Yes, and it is a bad idea. Trusting your apps is how we've gotten in the state we are today with virus scanners and the like. Generally you want to trust as little as possible (at least in tech).

> the state we are today with virus scanners and the like. Generally you want to trust as little as possible

This is only true if you run closed source software on non-free systems. I honestly can't remember that I ever had to use a virus scanner on Linux or UNIX.

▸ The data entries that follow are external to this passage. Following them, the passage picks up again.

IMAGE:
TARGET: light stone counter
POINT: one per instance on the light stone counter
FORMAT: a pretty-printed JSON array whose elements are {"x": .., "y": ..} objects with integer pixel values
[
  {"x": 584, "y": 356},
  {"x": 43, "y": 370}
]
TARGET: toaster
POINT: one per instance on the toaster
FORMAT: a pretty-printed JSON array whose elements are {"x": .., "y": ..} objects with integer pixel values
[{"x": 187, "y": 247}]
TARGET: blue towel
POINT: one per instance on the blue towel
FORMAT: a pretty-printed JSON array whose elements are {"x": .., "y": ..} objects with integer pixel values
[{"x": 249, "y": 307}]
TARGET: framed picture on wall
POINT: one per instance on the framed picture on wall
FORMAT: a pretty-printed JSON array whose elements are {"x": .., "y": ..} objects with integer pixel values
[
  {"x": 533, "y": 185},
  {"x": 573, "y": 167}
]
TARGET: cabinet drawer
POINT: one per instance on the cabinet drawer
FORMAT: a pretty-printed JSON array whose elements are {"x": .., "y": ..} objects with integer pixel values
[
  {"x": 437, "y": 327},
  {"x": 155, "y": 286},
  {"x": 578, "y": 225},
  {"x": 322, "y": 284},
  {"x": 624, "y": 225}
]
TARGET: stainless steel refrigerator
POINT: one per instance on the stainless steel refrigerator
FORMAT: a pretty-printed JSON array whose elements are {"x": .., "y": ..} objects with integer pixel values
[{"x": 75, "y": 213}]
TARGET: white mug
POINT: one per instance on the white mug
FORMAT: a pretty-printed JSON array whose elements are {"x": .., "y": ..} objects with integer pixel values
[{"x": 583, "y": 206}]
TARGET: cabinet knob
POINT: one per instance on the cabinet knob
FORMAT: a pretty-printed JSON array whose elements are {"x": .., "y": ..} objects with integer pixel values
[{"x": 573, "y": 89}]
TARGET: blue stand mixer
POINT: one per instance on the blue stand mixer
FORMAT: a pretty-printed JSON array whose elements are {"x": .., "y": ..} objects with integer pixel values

You still have to worry about vulnerabilities. It shouldn't be possible for a chat program that someone exploited to be able to access your ssh private keys, but unfortunately this is how many Linux distros, ignoring Android based ones, work.
> It shouldn't be possible for a chat program that someone exploited to be able to access your ssh private keys

So far this never happened on free operating systems running free software on X11. Hence I refuse to believe this is a realistic threat scenario. Severe sandboxing is only necessary for untrusted/non-FOSS software otherwise it just harms user experience an productivity especially for power users.

Do you use a modern browser? If so, you use a piece of software that has been exploited many times by attacks in the wild. Those attacks were mostly targeting either a phone OS or Windows or macOS - not because there is anything in desktop Linux that would defend against those attacks, but because it is less popular. Perhaps some attacks did target desktop Linux; it’s hard to tell because few in-the-wild attacks are publicly documented in detail (although Project Zero has a spreadsheet of bugs known to have been exploited in the wild [1]). Regardless, at best you are relying on security by obscurity. And that’s despite the fact that modern browsers already have built-in sandboxing; without it the situation is worse.

[1] https://googleprojectzero.blogspot.com/p/0day.html?m=1

The modern web browser is a RCE vulnerability in itself. That developers seems to think this is a good idea is beyond my comprehension.

On a modern system the browser should run ideally in a virtual machine without any access to hardware or filesystem.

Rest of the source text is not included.